Выбрать главу

Тётка пришла со мной в мою комнату и аккуратно притворила дверь.

-- Нам надо с тобой поболтать, деточка, -- фальшиво беспечно сказала она, -- я вообще считаю, что с тобой должны были поговорить твои родители и гораздо раньше, но уж как случилось, так случилось. Дело в том, что у тебя должен был родиться братик. Или сестричка. Но произошло несчастье. Бедная крошка не смогла прийти на этот свет.

Тётка захлюпала носом.

-- Так ведь ничего же не было видно, -- тупо проговорила я.

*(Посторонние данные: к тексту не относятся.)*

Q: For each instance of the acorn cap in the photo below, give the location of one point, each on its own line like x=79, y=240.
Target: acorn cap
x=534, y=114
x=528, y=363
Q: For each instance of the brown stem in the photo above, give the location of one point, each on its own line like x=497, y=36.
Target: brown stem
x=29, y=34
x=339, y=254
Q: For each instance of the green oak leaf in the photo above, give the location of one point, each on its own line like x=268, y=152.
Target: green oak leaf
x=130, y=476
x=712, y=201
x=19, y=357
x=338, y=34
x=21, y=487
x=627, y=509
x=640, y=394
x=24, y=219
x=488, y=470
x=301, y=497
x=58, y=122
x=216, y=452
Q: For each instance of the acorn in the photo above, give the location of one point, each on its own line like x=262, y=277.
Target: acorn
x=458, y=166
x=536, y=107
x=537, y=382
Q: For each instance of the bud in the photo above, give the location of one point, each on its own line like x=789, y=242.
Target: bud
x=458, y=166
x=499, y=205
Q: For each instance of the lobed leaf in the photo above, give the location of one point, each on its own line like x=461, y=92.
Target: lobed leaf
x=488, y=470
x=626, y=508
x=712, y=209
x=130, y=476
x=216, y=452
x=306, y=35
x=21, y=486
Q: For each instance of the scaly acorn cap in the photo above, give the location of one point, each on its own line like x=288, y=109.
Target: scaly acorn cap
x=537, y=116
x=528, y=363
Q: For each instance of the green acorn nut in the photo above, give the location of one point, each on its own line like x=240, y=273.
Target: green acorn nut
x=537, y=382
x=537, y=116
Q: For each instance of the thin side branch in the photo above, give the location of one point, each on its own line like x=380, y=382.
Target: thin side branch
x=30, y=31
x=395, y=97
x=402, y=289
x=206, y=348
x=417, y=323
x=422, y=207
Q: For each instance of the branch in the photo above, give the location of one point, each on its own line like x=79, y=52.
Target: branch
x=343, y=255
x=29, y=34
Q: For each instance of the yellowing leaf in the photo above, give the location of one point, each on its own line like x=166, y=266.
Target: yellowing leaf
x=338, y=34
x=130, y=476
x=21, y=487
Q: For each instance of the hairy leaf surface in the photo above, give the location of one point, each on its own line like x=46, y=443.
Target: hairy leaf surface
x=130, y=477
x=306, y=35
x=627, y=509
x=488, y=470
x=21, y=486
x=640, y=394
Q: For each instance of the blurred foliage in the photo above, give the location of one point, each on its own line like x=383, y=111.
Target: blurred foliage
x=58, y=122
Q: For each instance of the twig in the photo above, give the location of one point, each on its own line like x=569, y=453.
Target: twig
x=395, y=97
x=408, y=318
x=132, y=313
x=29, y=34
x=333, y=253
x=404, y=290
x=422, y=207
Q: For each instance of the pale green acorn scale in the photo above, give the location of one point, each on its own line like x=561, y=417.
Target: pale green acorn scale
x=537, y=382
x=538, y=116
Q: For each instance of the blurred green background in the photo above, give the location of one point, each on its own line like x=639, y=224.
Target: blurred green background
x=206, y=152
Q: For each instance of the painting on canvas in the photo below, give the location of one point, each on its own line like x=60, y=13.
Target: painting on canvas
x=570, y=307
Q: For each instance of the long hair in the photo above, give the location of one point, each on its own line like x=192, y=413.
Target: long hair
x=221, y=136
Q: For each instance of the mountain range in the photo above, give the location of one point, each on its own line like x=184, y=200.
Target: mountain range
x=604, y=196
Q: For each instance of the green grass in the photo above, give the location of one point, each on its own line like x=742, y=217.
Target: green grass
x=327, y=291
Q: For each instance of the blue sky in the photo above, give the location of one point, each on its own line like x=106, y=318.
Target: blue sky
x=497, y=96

-- Да, срок был ещё не очень большой, -- всхлипнула тётя, -- и это божья милость. Несчастной Катрине было бы гораздо тяжелее, если бы малыш родился, а потом умер. Ты должна быть очень внимательной сейчас к маме и не должна горевать.

Я? Горевать? Горевать потому, что не родится какой-то сморщенный кричащий младенец, который отберёт всё то, и так небольшое, внимание родителей, которое раньше принадлежало мне? Он ещё не родился, а меня уже сослали из дома на Рождество! Да, мне было хорошо у тёти и дяди, но они не мои родители! А мои родители предпочли провести праздники без меня, думая о своём новом ребёнке. Вот и хорошо, что он не родился!

-- Я понимаю, такое трудно осознать, -- неправильно истолковала моё молчание тётя, -- не надо грустить, твоя мама ещё не старая женщина, у тебя, возможно, ещё будут братики и сестрички. А если и нет, то ты должна всегда помнить, что мои девочки всегда относились к тебе, как к родной, а не двоюродной сестрёнке.

Значит, никакой ссоры родителей не было! Мила Гранчар, как всегда, всё истолковала неправильно. Я так привыкла к мысли о том, что родители серьёзно разругались и скоро разъедутся, что отказаться от неё сразу мне было трудно.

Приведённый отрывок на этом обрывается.